In Ahmed v. Astoria Bank, No. 14-CV-4595, 2016 WL 1254638 (E.D.N.Y. Mar. 31, 2016), the court granted defendants’ motion for summary judgment on plaintiff’s claims of discrimination and hostile work environment (race, religion, national origin) and retaliation. This decision is instructive on what is required to survive summary judgment on a Title VII hostile work environment claim, as well as the necessity of exhausting administrative (i.e., EEOC) remedies.
Plaintiff sued after she was terminated from her employment at Astoria Bank at the end of her probationary period; the reasons given for her termination were tardiness and carelessness in checking important documents. Plaintiff, a Muslim of Egyptian and Arabic heritage, asserted, e.g., that: employees made remarks about “Arabic terrorists” and Arabic women covering their heads; she was denied a day off for a religious holiday; a Vice President made inappropriate jokes about plaintiff’s race, ethnicity and religion, including telling plaintiff to take the “rag” off of her head, referring to her hijab; and she was terminated on the pretext of inadequate performance.
Applying the law to the facts, Judge Weinstein held that plaintiff’s hostile work environment claim failed, since she “identified only a few incidents, primarily stray comments from two specific individuals, over a three-month period as the foundation for her claim.” In addition, “[h]er allegations – even if her contested testimony is accepted as true – are far from the steady barrage of opprobrious racial comments that is required, and it does not appear that any of the comments she unsupportedly alleges were made rise to the level of sufficiently severe to create a hostile work environment.”

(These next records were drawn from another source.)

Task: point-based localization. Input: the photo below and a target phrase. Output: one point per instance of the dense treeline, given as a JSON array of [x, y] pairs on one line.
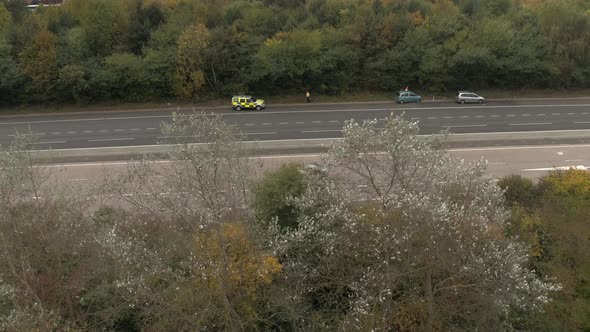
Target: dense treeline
[[137, 50], [553, 217]]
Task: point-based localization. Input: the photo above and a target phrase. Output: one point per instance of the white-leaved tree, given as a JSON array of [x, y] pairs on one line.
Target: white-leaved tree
[[436, 257], [203, 185]]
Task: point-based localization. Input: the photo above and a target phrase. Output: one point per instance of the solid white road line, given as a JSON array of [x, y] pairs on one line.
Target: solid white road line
[[560, 168], [262, 133], [522, 147], [52, 142], [531, 124], [321, 131], [464, 126], [310, 111]]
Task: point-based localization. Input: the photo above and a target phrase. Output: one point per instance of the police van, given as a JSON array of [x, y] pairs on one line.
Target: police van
[[247, 103]]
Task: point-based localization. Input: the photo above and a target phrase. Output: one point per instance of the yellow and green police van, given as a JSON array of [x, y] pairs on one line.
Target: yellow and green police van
[[247, 103]]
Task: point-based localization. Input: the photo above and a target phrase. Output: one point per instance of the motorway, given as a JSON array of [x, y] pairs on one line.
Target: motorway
[[125, 128], [528, 161]]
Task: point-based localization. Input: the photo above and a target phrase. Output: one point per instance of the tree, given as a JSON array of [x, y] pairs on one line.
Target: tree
[[144, 21], [190, 62], [556, 230], [12, 79], [72, 85], [104, 24], [275, 193], [437, 236], [5, 18], [40, 63]]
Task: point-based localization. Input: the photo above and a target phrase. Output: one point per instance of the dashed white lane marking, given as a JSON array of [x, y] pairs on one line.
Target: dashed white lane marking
[[321, 131], [263, 133], [464, 126], [111, 139], [557, 168], [52, 142], [531, 124]]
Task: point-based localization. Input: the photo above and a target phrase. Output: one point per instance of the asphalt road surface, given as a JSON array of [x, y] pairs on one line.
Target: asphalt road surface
[[528, 161], [124, 128]]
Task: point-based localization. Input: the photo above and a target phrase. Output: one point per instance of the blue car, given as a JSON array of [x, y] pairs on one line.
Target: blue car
[[402, 97]]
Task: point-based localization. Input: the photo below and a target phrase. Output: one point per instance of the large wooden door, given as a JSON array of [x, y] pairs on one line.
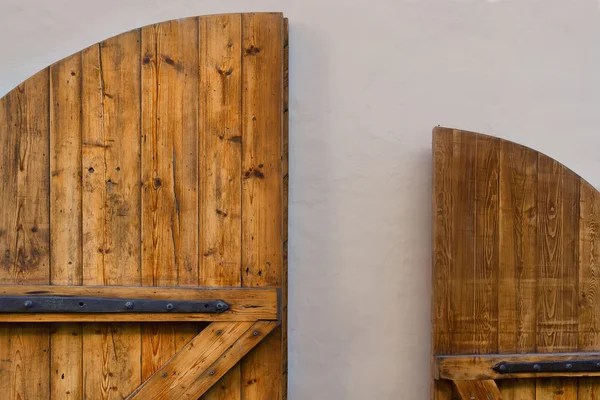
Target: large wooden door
[[516, 308], [151, 166]]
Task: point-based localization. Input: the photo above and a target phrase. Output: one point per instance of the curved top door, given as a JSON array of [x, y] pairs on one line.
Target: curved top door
[[156, 158], [516, 269]]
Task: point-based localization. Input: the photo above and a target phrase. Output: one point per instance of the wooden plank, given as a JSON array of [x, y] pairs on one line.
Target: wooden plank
[[589, 274], [169, 174], [557, 319], [477, 390], [262, 185], [518, 260], [442, 250], [24, 230], [196, 367], [285, 173], [220, 164], [112, 352], [463, 284], [479, 367], [65, 218], [485, 272]]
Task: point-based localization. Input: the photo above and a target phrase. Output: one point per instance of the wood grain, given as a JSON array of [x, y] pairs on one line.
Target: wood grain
[[154, 158], [24, 230], [589, 278], [463, 284], [479, 367], [111, 365], [220, 165], [442, 251], [487, 171], [557, 319], [66, 218], [514, 264], [285, 173], [262, 186], [518, 260], [477, 390], [199, 364], [169, 174]]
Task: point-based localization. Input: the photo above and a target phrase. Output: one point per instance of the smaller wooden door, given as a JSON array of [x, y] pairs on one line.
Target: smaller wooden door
[[515, 273], [142, 179]]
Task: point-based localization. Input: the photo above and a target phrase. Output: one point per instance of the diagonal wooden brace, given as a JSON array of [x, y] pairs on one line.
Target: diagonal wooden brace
[[203, 361]]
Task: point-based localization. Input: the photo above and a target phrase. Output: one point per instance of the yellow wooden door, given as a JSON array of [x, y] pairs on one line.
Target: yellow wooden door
[[515, 274], [152, 165]]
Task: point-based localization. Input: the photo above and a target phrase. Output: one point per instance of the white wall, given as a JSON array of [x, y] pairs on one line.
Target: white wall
[[369, 79]]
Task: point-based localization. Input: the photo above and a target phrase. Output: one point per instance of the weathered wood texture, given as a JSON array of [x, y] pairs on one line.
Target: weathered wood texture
[[205, 359], [154, 158], [470, 367], [477, 390], [515, 269]]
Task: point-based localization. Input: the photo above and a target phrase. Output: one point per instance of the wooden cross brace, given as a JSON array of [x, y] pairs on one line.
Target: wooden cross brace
[[250, 316]]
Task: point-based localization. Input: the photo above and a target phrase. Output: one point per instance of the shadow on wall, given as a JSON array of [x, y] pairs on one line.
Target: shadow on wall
[[359, 242]]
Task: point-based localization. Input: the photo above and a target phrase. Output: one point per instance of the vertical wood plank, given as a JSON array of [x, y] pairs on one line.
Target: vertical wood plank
[[262, 186], [442, 250], [487, 171], [462, 281], [285, 173], [477, 390], [589, 280], [221, 143], [24, 230], [557, 313], [65, 216], [220, 165], [169, 174], [518, 261], [112, 353]]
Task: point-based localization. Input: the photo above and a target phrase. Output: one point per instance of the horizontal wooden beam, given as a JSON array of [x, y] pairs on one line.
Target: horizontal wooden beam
[[244, 304], [479, 367], [203, 361]]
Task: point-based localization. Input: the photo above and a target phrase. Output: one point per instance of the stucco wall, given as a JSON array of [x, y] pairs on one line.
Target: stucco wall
[[369, 79]]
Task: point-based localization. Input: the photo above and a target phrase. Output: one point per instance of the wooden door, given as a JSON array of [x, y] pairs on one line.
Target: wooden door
[[516, 308], [151, 166]]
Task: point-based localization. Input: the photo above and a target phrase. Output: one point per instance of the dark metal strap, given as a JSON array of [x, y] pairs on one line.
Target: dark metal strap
[[61, 304], [547, 366]]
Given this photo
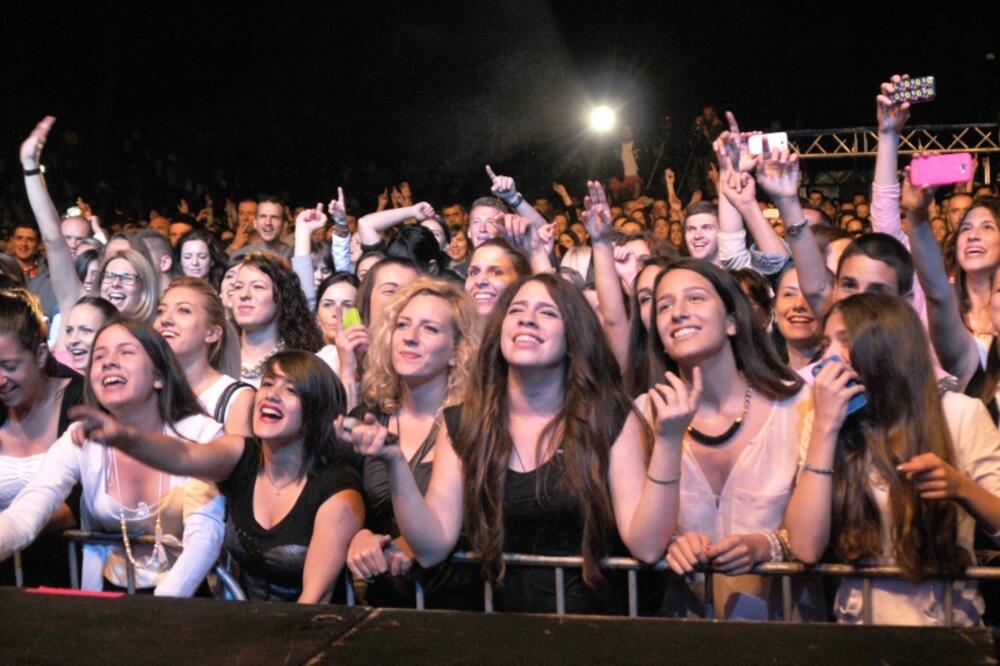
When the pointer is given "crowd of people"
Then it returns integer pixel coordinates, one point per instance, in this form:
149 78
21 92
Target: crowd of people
758 374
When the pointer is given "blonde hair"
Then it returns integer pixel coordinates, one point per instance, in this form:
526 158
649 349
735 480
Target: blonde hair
381 387
149 283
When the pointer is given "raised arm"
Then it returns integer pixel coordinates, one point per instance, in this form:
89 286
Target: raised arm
370 225
65 282
778 175
337 521
955 346
610 298
431 523
647 498
214 460
306 224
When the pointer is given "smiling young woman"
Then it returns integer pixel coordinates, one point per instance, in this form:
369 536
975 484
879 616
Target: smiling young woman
420 362
192 319
35 397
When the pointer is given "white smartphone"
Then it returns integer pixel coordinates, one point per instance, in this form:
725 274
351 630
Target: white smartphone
777 140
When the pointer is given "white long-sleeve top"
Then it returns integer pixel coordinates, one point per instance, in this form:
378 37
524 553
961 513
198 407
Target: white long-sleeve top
191 513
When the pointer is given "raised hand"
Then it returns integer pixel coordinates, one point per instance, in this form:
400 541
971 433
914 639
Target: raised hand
891 116
738 146
503 187
547 237
737 553
778 174
400 562
366 556
674 406
831 394
338 211
597 213
31 149
521 233
687 552
97 426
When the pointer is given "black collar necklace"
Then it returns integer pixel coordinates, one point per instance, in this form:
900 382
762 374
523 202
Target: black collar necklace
715 440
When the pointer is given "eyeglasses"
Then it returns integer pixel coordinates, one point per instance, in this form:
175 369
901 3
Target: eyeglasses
128 279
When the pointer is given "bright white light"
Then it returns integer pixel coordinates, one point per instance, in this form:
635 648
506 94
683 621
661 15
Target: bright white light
602 119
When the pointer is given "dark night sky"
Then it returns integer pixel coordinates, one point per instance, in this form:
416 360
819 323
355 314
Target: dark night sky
458 84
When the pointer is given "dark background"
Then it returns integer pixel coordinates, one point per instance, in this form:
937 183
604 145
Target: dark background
155 99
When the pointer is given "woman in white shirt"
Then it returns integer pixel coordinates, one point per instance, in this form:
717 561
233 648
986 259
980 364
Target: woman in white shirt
726 423
134 376
192 319
900 481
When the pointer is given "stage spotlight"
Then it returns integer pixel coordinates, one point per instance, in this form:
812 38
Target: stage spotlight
602 119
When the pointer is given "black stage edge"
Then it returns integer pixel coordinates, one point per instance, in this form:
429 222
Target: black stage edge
43 629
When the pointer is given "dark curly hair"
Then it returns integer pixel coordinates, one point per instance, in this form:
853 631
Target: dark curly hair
296 324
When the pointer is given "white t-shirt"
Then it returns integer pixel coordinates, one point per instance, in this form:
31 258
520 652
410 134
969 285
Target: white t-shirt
191 514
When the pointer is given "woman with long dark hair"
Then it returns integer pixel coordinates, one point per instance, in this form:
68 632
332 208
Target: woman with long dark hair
192 319
271 312
899 481
36 394
419 363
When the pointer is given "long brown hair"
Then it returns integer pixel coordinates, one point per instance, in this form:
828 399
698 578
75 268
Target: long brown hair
594 409
754 354
903 418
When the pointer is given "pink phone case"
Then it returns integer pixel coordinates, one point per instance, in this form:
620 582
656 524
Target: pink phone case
941 169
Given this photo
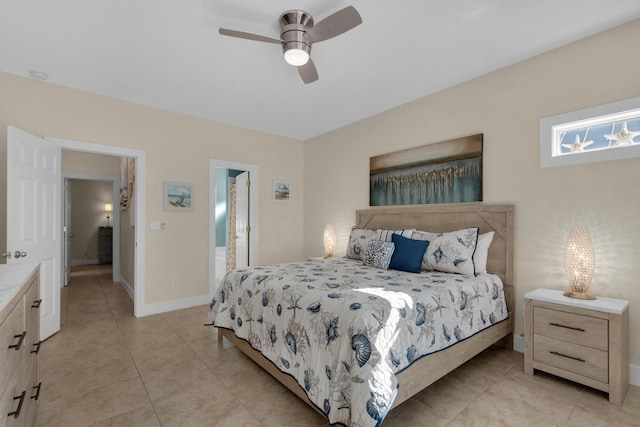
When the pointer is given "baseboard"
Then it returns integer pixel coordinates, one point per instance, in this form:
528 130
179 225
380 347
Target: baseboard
163 307
634 375
127 288
84 261
634 370
518 343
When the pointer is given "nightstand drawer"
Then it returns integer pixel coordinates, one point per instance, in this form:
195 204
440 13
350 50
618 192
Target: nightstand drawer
586 361
574 328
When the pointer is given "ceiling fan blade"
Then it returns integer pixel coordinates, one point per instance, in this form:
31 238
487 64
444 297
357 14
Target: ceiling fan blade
308 72
335 24
248 36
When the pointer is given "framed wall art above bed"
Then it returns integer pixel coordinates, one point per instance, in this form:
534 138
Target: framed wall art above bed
444 172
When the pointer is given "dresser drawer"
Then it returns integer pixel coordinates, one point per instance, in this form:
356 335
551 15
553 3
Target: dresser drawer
11 358
574 328
586 361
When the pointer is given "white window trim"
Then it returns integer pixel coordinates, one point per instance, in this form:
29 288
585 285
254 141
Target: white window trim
547 124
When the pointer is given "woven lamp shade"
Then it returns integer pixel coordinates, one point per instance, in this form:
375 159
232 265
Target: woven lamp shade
579 263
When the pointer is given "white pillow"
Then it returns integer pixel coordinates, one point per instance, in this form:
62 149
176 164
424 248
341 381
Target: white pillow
385 235
482 252
378 254
358 242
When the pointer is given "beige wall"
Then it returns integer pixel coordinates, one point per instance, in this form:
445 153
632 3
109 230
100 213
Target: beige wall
506 107
87 215
178 148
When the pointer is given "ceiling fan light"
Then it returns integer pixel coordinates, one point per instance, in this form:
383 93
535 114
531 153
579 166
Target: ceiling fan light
296 57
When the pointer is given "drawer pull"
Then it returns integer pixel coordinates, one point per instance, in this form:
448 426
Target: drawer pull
19 344
573 328
568 357
16 413
37 396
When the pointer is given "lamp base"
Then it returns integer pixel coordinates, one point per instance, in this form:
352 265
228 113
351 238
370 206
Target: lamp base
579 295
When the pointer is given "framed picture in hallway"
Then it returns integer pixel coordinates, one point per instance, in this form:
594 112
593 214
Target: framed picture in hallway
177 196
281 191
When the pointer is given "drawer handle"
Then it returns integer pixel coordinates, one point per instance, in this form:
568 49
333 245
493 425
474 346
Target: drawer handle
568 357
573 328
19 344
16 413
37 396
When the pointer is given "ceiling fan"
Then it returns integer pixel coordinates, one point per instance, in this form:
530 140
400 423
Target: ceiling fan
298 33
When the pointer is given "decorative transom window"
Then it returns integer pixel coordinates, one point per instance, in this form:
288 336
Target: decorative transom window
606 132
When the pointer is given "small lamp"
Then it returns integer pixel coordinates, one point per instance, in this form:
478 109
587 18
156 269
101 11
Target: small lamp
329 240
579 263
108 208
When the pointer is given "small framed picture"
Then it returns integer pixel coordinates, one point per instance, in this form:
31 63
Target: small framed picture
281 191
177 196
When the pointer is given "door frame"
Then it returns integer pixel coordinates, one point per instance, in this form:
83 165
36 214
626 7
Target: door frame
115 216
254 214
139 306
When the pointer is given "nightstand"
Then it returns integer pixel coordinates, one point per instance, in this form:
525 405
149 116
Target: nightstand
586 341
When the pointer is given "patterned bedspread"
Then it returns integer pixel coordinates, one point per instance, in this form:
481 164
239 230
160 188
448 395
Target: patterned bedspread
343 329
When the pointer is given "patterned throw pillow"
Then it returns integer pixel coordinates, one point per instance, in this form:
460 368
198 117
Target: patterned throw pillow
450 252
358 242
379 254
385 235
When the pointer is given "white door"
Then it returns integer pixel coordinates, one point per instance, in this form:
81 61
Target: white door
33 216
242 220
67 232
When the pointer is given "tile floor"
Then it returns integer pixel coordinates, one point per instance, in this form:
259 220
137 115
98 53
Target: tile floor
107 368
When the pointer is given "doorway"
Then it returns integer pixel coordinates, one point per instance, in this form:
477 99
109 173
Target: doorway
75 251
140 309
233 218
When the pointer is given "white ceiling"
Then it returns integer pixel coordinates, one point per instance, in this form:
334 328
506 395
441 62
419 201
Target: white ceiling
168 53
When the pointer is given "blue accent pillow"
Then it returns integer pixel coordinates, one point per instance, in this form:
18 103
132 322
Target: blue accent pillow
408 253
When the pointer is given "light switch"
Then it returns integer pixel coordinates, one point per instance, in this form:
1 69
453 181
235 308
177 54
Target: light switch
157 225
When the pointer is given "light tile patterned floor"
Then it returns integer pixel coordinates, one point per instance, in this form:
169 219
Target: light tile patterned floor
107 368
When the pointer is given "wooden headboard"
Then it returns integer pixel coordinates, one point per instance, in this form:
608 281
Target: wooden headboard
454 216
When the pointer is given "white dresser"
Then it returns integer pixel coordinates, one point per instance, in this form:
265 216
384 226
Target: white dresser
19 343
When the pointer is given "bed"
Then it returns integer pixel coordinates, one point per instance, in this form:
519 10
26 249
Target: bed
321 342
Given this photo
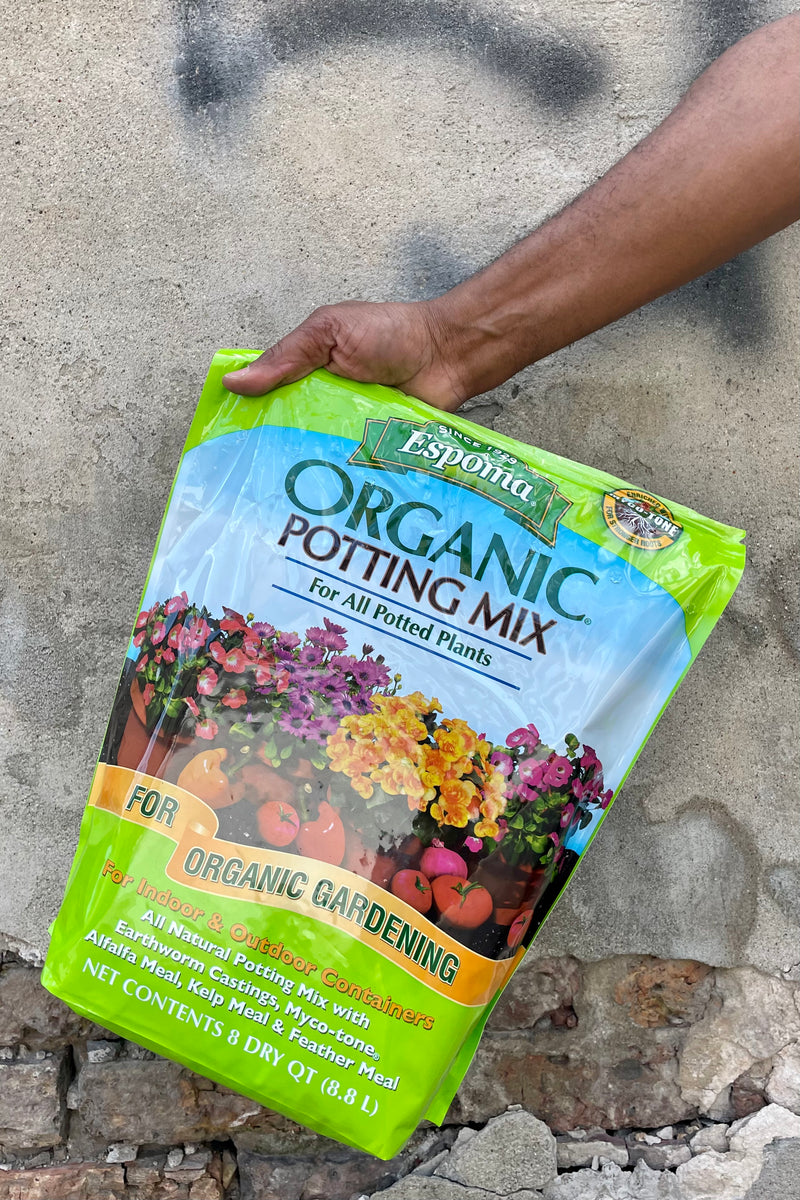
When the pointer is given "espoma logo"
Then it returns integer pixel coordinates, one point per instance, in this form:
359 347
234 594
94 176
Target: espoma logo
435 449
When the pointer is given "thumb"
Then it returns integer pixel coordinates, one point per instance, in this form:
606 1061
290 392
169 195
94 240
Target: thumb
295 355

The court also dismissed her retaliation claim, due to her failure to exhaust administrative remedies: “Plaintiff’s … EEOC charge included her discrimination claim but not her retaliation claim. … Where the EEOC charge alleges discrimination but not retaliation, the reasonable scope of the agency’s investigation cannot be expected to encompass allegations of retaliatory motive. … [N]othing in the [EEOC] Charge provided the EEOC adequate notice to investigate possible retaliation, and the claim of retaliation is not reasonably related to the allegations in the [EEOC] Charge.”